The "crown jewel" of the Washington National Cathedral in Washington D.C. is a beautiful rose window which conveys the theme, "Let There Be Light." An abstract design, the glass radiates a brilliant red with patches of blue and yellow, which produces an overall effect of movement. The twisting shapes and forms reinforce the impression of movement. The colors seem to intensify away from the center of this window toward the outer petals. The myriad designs in dynamic tension with one another are nonetheless held decisively within the overall structure of the window. It is a beautiful, radiant sight, blending themes of light and color into the interior of this cathedral.
A hymn to the first light of creation, a light God creates even before sun or stars appear, is found in Book III of John Milton's epic poem, Paradise Lost.
"Hail holy light, of spring of Heav'n first-born Or of th' Eternal Coeternal beam May I express thee unblam'd? since God is light, And never but in unapproachable light Dwelt from Eternitie, dwelt then in thee, Or hear'st thou rather pure Ethereal stream, Whose Fountain who shall tell? before the Sun, Before the Heavens thou wert, and at the voice Of God, as with a Mantle didst invest The rising world of water dark and deep, Won from the void and formless infinite."
A further treatment of the theme of creation is found in the Duino Elegies of the Austrian poet Rainer Maria Rilke.
"Early successes, Creation's pampered favorites. Mountain ranges, peaks growing red in the dawn of all beginnings...."
The snow-capped peaks of the Alps must have been a familiar sight for Rilke. The towering peaks are represented in the above verses as heralds of the dawn as they shine with the reddish colors of the new day.
This new light could well represent the human sense of wonder before God's creative power and initiative. God alone is Lord of creation. Humankind must not overstep its boundaries and attempt to usurp that role.
The Haggadah is a collection of Jewish writings and legends which stand alongside scripture as an interpretation of an imaginative exposition of sacred writings. An account of creation appears in these writings. In the Haggadah, God is busy creating the earth, and God joins the heaven to the earth in the west. Then God joins the heaven to the earth in the east, and finally heaven and earth are joined in the south as well. But, in the north, God does not join heaven and earth.

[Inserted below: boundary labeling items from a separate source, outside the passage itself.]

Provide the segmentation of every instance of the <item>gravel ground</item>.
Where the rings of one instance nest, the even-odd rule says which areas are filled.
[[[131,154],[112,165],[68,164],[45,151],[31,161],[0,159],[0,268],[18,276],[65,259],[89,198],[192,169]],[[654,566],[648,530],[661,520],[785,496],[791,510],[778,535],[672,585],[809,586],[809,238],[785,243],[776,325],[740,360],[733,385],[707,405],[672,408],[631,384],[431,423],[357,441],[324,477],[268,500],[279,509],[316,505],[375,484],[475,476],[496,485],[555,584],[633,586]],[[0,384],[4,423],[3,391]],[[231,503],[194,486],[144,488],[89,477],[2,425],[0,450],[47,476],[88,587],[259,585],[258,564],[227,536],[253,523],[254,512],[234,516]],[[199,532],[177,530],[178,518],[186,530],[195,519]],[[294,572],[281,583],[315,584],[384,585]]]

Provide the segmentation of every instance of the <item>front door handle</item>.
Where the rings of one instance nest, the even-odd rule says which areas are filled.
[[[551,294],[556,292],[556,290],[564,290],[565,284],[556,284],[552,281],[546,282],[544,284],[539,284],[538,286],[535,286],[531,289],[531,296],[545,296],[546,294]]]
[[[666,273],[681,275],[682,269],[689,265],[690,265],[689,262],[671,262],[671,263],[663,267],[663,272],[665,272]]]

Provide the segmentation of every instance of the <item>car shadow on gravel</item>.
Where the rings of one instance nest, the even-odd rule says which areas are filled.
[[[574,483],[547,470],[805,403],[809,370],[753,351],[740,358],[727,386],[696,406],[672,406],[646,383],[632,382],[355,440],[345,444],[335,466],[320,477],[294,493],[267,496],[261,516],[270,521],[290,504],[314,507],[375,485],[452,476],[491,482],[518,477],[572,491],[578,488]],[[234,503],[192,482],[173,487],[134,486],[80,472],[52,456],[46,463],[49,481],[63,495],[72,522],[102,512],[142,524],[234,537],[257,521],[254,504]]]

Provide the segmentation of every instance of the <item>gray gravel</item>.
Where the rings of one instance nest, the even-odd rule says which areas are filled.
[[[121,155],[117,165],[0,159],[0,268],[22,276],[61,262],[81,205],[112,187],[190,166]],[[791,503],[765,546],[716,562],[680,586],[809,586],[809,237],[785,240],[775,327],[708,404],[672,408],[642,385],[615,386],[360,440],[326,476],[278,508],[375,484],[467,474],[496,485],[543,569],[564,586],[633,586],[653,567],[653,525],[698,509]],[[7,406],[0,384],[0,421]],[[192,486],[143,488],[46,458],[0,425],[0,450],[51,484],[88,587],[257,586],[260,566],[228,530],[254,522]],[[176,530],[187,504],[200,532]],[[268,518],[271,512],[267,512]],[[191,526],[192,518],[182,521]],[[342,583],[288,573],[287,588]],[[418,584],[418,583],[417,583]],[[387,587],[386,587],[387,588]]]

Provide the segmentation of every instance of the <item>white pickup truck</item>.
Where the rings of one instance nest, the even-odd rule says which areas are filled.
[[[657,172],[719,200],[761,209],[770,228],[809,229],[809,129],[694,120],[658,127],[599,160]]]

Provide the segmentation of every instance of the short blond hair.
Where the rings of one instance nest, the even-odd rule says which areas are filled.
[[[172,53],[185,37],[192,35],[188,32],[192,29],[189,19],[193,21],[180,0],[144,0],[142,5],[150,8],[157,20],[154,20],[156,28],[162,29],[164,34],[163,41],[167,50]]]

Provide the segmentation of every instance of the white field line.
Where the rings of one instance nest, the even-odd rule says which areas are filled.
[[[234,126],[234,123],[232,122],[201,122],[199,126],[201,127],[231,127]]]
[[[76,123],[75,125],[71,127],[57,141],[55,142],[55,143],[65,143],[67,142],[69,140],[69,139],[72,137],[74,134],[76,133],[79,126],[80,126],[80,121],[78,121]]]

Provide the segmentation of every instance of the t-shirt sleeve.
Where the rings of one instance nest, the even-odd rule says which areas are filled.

God leaves that unfinished, for this reason: Any human creature who aspires to be God will fall into the trap of attempting him or herself to cover the deficiency, to join heaven and earth in the north. They will end up spending themselves trying to put heaven and earth together, but their efforts will be futile and wasted because no one but God can make heaven touch the earth. God alone makes heaven and earth fit together, and this is the one key to our worship, praise and service.
God's creation is marked at every completed task with the pronouncement that every element of this creation is good.
Returning once again to the Haggadah, another story is found concerning God's good intention behind God's creative activity. In an imaginative rendering of a period of time before creation, God and God's law, the Torah, are together, involved in a discussion and a debate. The Torah is personified as a participant in this debate, arguing against God creating the world. The Torah, arguing from the standpoint of God's holy law and high purpose for humanity, points out to God that creation, with humanity in it, will not work. Humanity, prone to error, will surely violate the guidelines of God's justice and upset God's good intent. God replies that with the aid of God's gifts of repentance and the temple, humanity can restore itself to health after such violations. The promise of a Messiah is added to the benefits humanity shall have. God knew that justice by itself would undermine the world, so God associated mercy with justice.